By Irene Bassey Following the devastating flood that hit the Niger Delta region, where so many lives were lost, property worth billions of Naira destroyed…

By Irene Bassey

Following the devastating flood that hit the Niger Delta region, where so many lives were lost, property worth billions of Naira destroyed and the road linking Rivers, Bayelsa and Delta states, on the East-West Road, cut off at several sections, a stakehokder in the region has called for the redesign of the road to meet current reality.

While baring his mind on that devastating flood, a former member of the Akwa Ibom State House of Assembly and a member of Pan Niger Delta Forum, PANDEF, Dr. Emmanuel Akpanobong, called on the federal government to redesign the East – West road, especially on the realisation of geological deficiencies arising from the low level of the area and the rising level of water.

According to him, the flood disaster is not a one-year matter. “Who knows what happens next year? My idea of redesigning means that it should be raised above what is usually said in Geography – sea level. Now, they shifted the goal post to another level all this sand-filling of water, you are pushing water to somewhere else and they are holding their meetings. They will come back to ask for their father’s land. I don’t know how far that idea has sunk into people; whether it is financially possible”.

Dr. Emmanuel Akpanobong was speaking in Uyo, where he had a chat with members of Niger Delta Network, a good governance and public accountability group in Niger Delta region.

When asked on various interests interplaying in the award of contracts, as a stakeholder over the years, he hinted that contract is business and setting up objective criteria for selection of contractors is key to ensuring delivery on time.

“If you say, companies must have registered with the Corporate Affairs Commission, must have experience in doing that kind of a thing, and you lay these down from onset, whoever qualifies, takes it. If you say, in the last paragraph, that it must be given to an indigene of the Niger Delta. There is no crime about it. If you want it open to every Nigerian or even a foreigner that meets these conditions, he should be given. That’s my stake in it. That’s the only way you can objectively monitor performance.

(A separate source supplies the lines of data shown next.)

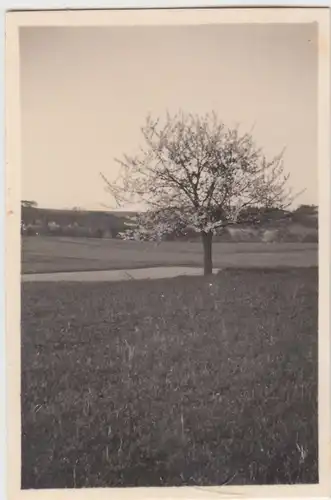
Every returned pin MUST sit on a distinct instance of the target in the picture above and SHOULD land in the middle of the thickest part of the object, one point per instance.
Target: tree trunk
(207, 239)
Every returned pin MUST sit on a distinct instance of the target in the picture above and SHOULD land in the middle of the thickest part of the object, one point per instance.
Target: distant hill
(71, 222)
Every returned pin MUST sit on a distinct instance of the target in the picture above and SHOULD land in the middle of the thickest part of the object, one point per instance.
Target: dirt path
(132, 274)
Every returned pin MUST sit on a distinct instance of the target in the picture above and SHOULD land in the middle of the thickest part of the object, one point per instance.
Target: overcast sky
(86, 92)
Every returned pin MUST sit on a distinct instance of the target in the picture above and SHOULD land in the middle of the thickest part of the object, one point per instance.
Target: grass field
(189, 381)
(51, 254)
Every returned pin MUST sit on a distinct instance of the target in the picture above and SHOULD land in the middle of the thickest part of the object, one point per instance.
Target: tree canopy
(193, 171)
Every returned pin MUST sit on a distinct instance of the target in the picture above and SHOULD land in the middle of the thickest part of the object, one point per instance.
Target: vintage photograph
(169, 228)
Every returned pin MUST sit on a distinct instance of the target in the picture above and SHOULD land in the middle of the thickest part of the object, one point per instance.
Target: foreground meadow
(187, 381)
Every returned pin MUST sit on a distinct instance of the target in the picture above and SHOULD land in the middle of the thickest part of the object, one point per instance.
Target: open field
(51, 254)
(187, 381)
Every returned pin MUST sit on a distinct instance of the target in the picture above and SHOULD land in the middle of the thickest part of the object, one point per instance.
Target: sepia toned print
(170, 237)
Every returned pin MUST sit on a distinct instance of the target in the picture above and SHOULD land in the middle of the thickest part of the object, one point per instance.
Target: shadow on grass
(188, 381)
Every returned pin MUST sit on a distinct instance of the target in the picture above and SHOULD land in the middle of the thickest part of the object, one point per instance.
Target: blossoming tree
(194, 172)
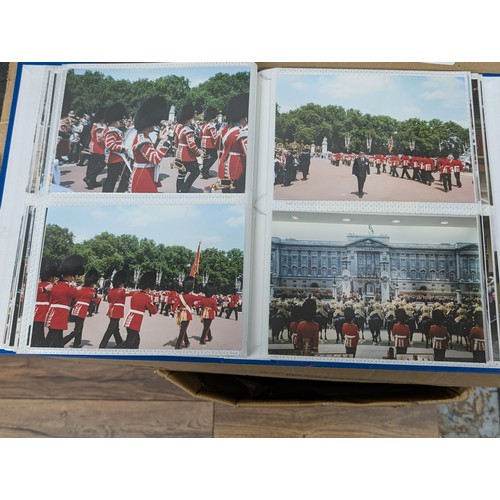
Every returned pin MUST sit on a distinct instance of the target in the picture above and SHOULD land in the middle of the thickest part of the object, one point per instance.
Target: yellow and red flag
(195, 268)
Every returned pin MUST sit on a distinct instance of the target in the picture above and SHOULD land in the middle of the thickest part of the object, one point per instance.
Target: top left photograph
(153, 129)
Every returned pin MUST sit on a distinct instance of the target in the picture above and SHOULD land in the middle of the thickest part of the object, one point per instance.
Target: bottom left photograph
(132, 277)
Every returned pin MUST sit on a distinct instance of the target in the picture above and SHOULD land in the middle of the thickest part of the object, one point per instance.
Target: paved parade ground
(329, 182)
(161, 332)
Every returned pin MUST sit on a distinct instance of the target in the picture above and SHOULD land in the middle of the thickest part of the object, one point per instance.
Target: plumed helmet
(185, 113)
(401, 315)
(48, 268)
(210, 113)
(71, 266)
(91, 277)
(148, 280)
(115, 112)
(188, 284)
(349, 314)
(438, 316)
(151, 112)
(309, 309)
(119, 278)
(237, 107)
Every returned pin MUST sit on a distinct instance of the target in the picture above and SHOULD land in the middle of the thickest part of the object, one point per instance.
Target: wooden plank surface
(54, 397)
(326, 422)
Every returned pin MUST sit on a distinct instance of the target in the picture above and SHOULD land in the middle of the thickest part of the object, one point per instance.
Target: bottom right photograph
(408, 288)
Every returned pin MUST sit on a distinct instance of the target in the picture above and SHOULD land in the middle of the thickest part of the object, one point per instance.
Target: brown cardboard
(248, 391)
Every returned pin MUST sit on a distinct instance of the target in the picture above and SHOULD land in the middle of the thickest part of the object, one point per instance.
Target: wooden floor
(48, 397)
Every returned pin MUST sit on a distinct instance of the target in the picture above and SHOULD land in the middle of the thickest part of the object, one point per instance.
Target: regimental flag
(195, 268)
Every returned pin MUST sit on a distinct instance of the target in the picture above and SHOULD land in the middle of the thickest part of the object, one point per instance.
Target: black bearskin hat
(188, 285)
(119, 278)
(401, 315)
(71, 266)
(209, 290)
(309, 309)
(91, 277)
(237, 107)
(151, 112)
(210, 113)
(48, 268)
(438, 317)
(349, 314)
(148, 280)
(115, 113)
(185, 113)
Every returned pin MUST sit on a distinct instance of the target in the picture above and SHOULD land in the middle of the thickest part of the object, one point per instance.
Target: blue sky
(216, 226)
(195, 74)
(399, 96)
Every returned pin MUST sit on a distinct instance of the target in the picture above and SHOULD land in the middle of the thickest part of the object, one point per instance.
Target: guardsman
(209, 141)
(114, 151)
(209, 310)
(116, 309)
(232, 145)
(187, 151)
(62, 296)
(145, 177)
(186, 301)
(86, 294)
(139, 304)
(48, 273)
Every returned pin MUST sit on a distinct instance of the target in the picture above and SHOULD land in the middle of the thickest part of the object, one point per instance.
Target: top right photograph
(373, 136)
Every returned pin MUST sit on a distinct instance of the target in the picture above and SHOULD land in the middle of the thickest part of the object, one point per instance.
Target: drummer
(145, 176)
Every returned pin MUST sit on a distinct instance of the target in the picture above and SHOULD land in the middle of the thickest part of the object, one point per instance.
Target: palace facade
(370, 264)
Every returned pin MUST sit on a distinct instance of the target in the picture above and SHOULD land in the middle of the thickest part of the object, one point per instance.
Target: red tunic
(139, 304)
(209, 307)
(351, 334)
(147, 158)
(308, 333)
(85, 295)
(116, 299)
(208, 136)
(233, 144)
(42, 302)
(60, 302)
(183, 312)
(113, 143)
(401, 333)
(97, 139)
(187, 150)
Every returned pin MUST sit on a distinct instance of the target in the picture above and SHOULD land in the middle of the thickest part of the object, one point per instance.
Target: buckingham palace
(366, 265)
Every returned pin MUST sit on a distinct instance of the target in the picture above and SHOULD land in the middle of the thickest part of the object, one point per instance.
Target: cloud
(449, 91)
(349, 85)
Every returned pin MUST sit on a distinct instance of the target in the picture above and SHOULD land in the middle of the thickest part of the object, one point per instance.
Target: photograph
(125, 277)
(153, 129)
(378, 136)
(377, 287)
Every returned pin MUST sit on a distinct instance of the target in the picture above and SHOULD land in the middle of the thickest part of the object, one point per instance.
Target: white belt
(141, 313)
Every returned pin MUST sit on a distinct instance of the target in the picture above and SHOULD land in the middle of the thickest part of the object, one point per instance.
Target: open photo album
(217, 213)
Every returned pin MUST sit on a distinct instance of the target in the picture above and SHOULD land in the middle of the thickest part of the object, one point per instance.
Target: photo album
(215, 212)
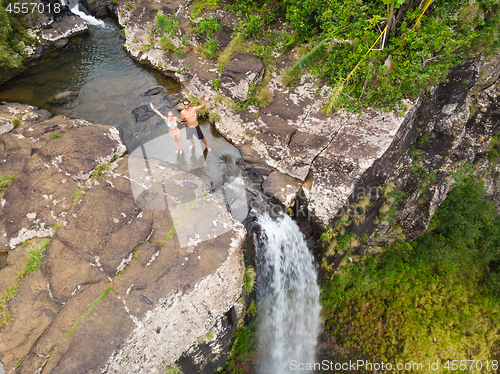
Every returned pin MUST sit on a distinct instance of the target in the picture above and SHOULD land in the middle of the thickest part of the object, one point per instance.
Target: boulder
(61, 43)
(36, 196)
(130, 305)
(142, 113)
(153, 91)
(282, 187)
(240, 74)
(63, 97)
(63, 28)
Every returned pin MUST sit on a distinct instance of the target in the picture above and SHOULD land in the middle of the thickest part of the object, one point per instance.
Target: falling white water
(86, 17)
(288, 294)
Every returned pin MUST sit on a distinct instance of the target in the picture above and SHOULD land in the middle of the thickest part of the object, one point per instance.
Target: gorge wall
(117, 291)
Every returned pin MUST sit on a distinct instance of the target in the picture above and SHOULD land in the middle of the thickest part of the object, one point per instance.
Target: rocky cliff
(120, 289)
(325, 167)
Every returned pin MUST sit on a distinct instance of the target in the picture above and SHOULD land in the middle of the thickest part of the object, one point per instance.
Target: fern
(309, 57)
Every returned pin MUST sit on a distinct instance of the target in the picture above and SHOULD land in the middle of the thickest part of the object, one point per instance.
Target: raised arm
(157, 112)
(202, 104)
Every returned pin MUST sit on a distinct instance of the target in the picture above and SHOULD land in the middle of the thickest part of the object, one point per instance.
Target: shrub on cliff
(13, 39)
(426, 38)
(435, 298)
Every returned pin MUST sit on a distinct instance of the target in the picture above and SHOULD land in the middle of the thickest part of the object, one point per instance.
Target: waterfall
(91, 20)
(288, 296)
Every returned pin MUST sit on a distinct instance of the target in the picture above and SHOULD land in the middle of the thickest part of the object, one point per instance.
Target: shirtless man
(188, 115)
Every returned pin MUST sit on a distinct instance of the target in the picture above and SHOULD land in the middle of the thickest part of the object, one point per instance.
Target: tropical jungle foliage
(437, 297)
(425, 39)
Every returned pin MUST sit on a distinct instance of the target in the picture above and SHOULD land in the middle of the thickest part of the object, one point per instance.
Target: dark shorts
(191, 130)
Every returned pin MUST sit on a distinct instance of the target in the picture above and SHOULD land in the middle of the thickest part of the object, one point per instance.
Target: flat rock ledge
(64, 28)
(132, 279)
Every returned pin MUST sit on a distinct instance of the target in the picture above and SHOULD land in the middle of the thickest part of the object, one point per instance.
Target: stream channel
(110, 86)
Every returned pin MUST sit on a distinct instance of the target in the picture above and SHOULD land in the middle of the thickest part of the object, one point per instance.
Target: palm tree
(396, 9)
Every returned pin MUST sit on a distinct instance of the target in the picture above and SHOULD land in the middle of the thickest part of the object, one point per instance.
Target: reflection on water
(110, 85)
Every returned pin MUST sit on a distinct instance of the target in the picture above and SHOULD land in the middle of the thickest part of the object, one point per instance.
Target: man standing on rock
(188, 115)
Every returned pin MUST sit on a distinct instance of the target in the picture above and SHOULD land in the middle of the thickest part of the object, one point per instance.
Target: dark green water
(110, 86)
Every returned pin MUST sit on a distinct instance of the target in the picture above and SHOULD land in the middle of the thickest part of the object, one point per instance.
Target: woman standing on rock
(173, 130)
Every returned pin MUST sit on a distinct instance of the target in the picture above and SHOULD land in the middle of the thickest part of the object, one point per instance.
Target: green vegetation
(494, 154)
(244, 348)
(346, 48)
(145, 48)
(425, 175)
(107, 290)
(213, 117)
(97, 173)
(208, 337)
(166, 24)
(195, 101)
(5, 181)
(434, 298)
(171, 233)
(166, 44)
(13, 38)
(31, 265)
(200, 6)
(79, 193)
(249, 280)
(208, 27)
(173, 369)
(216, 83)
(210, 48)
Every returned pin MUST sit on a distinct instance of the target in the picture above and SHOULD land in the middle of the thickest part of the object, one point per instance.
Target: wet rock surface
(240, 74)
(331, 159)
(142, 113)
(64, 28)
(63, 97)
(130, 305)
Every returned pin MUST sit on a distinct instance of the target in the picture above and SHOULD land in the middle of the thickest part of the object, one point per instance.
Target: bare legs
(178, 142)
(204, 140)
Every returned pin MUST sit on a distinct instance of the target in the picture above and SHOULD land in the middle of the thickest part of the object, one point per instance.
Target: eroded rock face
(334, 160)
(243, 72)
(130, 305)
(65, 27)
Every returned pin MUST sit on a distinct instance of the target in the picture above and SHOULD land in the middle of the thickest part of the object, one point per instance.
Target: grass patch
(170, 234)
(244, 348)
(213, 117)
(107, 290)
(494, 147)
(201, 5)
(249, 280)
(144, 48)
(5, 181)
(78, 193)
(167, 44)
(236, 45)
(173, 369)
(100, 169)
(31, 265)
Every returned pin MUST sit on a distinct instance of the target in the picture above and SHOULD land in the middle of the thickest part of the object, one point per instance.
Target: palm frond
(309, 57)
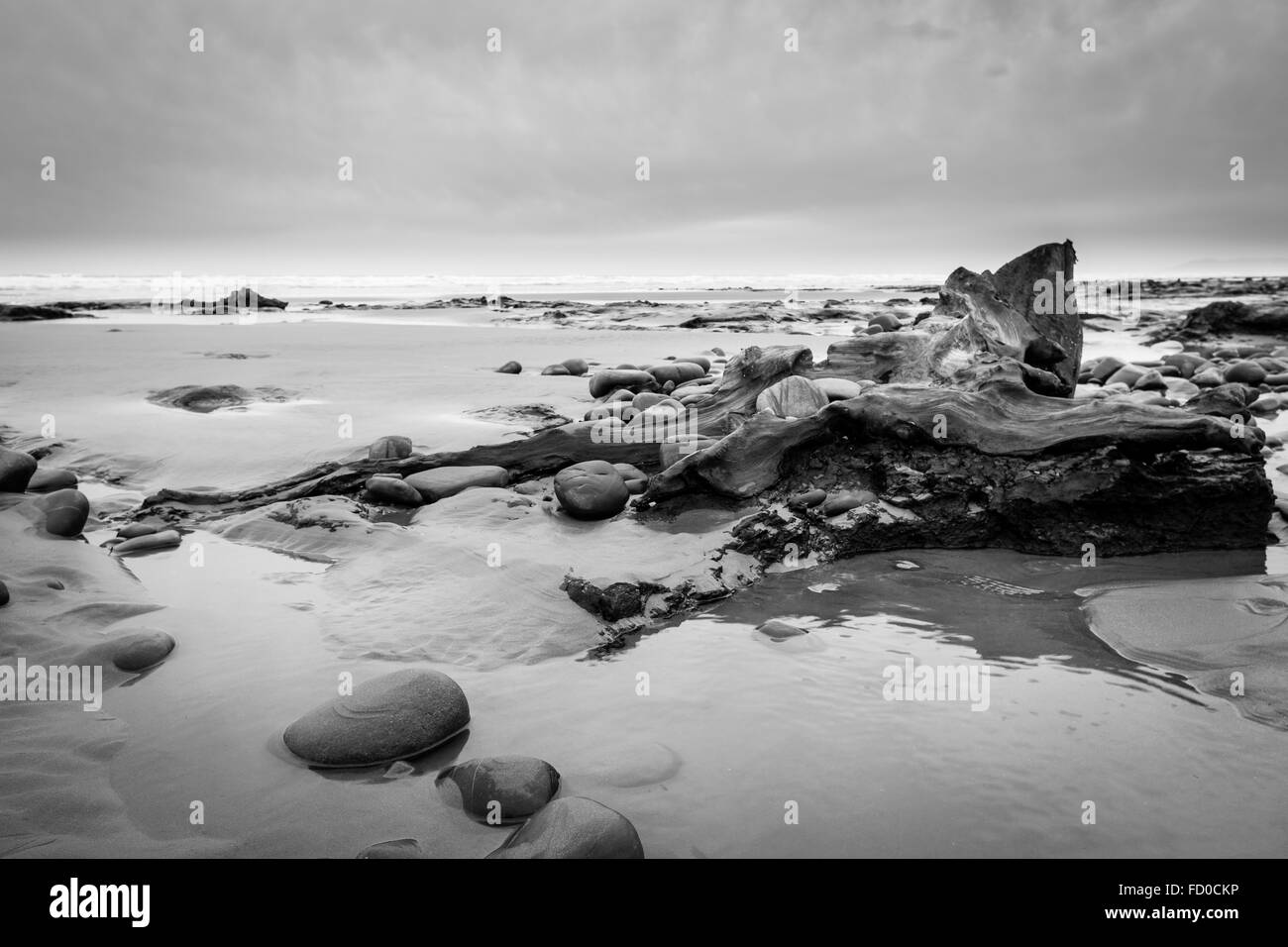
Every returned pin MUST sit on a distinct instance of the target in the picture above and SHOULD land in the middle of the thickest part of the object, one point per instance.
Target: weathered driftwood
(545, 453)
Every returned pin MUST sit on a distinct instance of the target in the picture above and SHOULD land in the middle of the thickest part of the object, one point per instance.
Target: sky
(524, 159)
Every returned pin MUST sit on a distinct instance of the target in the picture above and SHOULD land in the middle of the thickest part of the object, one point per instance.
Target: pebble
(502, 789)
(449, 480)
(137, 652)
(846, 500)
(387, 718)
(393, 491)
(391, 447)
(16, 471)
(591, 489)
(166, 539)
(65, 512)
(610, 379)
(574, 827)
(397, 848)
(50, 480)
(810, 497)
(793, 397)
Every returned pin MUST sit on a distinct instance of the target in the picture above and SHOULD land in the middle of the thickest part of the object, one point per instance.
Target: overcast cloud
(523, 161)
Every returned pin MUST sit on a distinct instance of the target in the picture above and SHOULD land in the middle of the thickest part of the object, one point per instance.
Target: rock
(1245, 372)
(678, 446)
(397, 848)
(137, 652)
(166, 539)
(1106, 368)
(781, 630)
(610, 379)
(574, 827)
(1127, 375)
(591, 489)
(697, 360)
(846, 500)
(793, 397)
(393, 491)
(1223, 401)
(841, 389)
(677, 372)
(17, 468)
(50, 480)
(507, 789)
(635, 479)
(206, 398)
(449, 480)
(391, 447)
(65, 512)
(1150, 381)
(385, 719)
(645, 399)
(810, 497)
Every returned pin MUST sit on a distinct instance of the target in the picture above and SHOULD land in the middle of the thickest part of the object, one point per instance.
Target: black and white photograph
(644, 431)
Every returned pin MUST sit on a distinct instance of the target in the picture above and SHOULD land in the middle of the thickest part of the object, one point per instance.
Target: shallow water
(734, 725)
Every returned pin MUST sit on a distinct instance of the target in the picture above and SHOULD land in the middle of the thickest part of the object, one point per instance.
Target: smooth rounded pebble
(574, 827)
(166, 539)
(810, 497)
(385, 719)
(793, 397)
(610, 379)
(137, 652)
(846, 500)
(449, 480)
(591, 489)
(50, 480)
(16, 471)
(65, 512)
(677, 372)
(391, 489)
(780, 629)
(501, 789)
(395, 848)
(390, 447)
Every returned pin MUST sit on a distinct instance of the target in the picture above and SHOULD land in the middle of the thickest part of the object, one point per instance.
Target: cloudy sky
(524, 159)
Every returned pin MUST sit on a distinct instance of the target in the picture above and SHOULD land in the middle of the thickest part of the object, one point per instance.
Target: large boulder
(64, 512)
(16, 471)
(574, 827)
(591, 489)
(385, 719)
(501, 789)
(449, 480)
(793, 397)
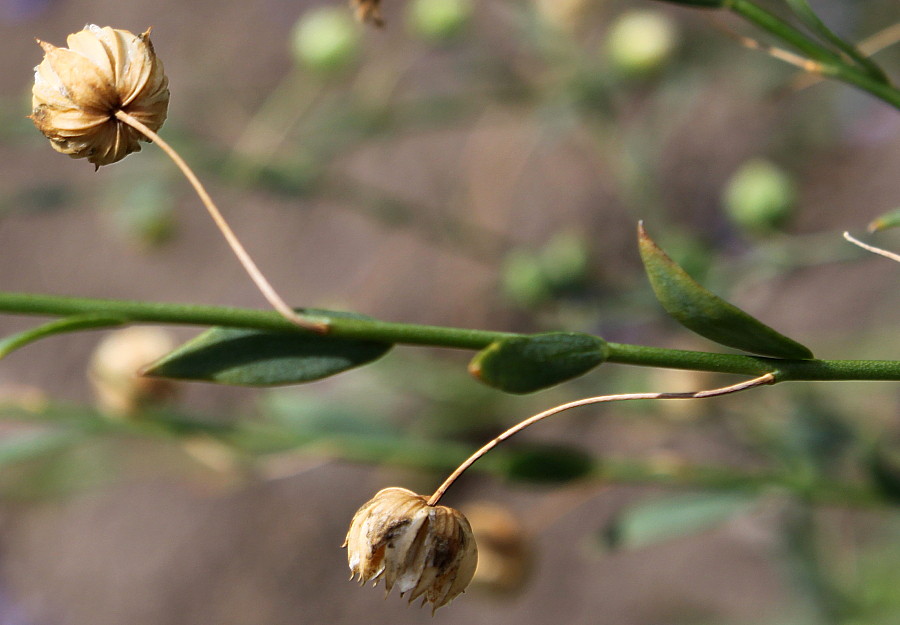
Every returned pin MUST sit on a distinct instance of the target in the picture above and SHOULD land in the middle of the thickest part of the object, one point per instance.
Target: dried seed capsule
(426, 551)
(78, 91)
(119, 389)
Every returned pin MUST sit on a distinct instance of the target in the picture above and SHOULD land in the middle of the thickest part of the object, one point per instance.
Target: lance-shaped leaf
(812, 21)
(707, 314)
(522, 364)
(265, 358)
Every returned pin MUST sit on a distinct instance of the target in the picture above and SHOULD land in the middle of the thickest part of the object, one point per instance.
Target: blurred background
(474, 164)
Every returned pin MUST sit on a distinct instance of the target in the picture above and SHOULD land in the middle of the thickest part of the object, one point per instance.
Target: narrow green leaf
(886, 221)
(523, 364)
(812, 21)
(545, 464)
(264, 358)
(668, 518)
(707, 314)
(60, 326)
(19, 447)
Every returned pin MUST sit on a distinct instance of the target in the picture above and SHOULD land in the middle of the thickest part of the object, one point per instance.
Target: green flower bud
(326, 40)
(640, 42)
(439, 20)
(760, 196)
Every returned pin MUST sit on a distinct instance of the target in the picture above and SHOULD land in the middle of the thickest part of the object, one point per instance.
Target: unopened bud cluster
(426, 551)
(78, 91)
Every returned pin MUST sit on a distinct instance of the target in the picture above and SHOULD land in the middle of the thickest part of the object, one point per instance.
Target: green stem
(809, 17)
(831, 64)
(439, 336)
(776, 26)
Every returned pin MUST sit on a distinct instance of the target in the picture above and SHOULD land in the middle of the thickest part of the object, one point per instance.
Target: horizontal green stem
(438, 336)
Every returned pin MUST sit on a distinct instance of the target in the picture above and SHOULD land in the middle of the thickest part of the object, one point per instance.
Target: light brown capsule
(78, 91)
(426, 551)
(119, 389)
(368, 11)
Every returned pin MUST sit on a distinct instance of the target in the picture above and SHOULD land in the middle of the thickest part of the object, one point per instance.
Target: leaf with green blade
(707, 314)
(886, 221)
(668, 518)
(523, 364)
(61, 326)
(812, 21)
(243, 357)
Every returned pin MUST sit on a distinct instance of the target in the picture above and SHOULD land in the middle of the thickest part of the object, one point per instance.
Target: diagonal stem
(246, 261)
(726, 390)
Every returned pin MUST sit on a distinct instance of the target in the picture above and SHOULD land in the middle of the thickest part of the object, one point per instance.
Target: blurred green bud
(640, 42)
(565, 260)
(523, 280)
(326, 39)
(760, 196)
(439, 20)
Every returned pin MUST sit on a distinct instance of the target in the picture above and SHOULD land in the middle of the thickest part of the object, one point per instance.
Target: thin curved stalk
(236, 246)
(716, 392)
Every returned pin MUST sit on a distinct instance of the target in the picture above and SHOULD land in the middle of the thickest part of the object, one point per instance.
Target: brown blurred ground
(161, 551)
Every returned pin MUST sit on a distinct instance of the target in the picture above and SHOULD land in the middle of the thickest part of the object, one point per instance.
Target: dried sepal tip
(79, 89)
(368, 12)
(425, 551)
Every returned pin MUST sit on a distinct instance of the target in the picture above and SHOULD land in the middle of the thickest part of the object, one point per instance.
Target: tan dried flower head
(368, 11)
(426, 551)
(78, 91)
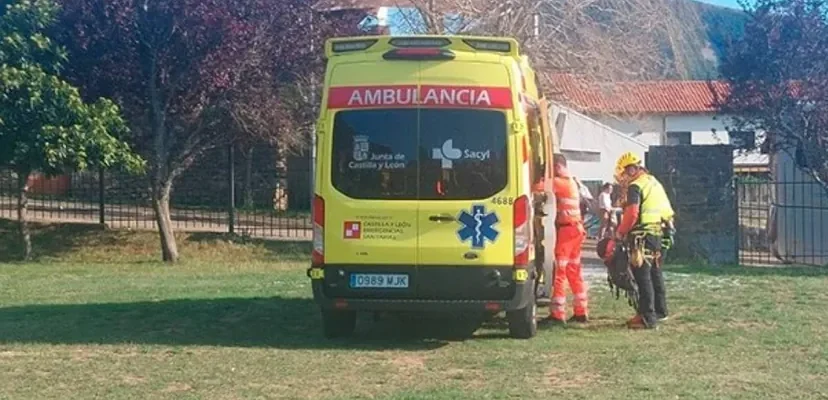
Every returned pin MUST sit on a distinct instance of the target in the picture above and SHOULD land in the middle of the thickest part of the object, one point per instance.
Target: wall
(701, 126)
(649, 126)
(584, 135)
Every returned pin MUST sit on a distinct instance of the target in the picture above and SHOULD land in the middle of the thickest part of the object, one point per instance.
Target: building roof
(336, 5)
(635, 97)
(437, 5)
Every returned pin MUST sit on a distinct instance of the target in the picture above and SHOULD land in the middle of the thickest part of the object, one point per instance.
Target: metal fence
(782, 222)
(250, 191)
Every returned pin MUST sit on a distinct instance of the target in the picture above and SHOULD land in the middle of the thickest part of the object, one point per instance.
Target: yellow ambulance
(431, 163)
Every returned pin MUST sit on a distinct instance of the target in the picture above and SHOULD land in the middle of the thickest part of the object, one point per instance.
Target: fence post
(231, 181)
(101, 197)
(737, 209)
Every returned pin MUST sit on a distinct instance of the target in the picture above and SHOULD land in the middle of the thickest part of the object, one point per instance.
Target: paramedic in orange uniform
(570, 238)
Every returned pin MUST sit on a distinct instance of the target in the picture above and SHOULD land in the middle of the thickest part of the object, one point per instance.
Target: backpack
(619, 274)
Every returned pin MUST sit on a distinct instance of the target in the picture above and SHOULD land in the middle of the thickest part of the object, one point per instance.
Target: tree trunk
(161, 204)
(22, 217)
(248, 179)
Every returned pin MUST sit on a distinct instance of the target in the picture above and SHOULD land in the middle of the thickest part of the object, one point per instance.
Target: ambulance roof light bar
(489, 45)
(419, 42)
(352, 45)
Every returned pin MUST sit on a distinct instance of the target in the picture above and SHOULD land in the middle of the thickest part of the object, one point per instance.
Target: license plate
(379, 281)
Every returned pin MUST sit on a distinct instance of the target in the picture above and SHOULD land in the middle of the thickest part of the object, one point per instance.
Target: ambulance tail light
(489, 45)
(416, 53)
(318, 254)
(522, 230)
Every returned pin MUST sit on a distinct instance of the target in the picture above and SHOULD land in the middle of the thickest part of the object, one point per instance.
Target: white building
(659, 113)
(591, 147)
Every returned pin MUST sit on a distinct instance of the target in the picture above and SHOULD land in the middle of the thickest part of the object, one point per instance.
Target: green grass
(235, 321)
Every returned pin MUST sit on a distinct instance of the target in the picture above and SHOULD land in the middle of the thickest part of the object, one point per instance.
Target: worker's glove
(668, 237)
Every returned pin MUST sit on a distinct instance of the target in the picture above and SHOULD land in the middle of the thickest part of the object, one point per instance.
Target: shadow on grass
(730, 270)
(286, 323)
(287, 250)
(52, 240)
(94, 242)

“Again, look at road construction, when they say poor performance, the first blame goes to government, because every road design has details, in terms of thickness; in terms of width, in terms of what should be put and there is intermittent supervision from the Ministry to test after asphalting it, somebody would come and approve the tar, the drainage, the dressing, the tucking in of the edges.”

He pointed out that during the last flood, some parts of the East West road floating in water.

“Somebody that should have known that a sand- filled place needed more compaction and thickening, but whoever was the contractor, somebody was supervising it,” he said.

“If the purpose of a contract is to patronize people as it is normally done for supporters of government. You know, you give them something to do. The primary objective is to satisfy your supporters then good performance is secondary”.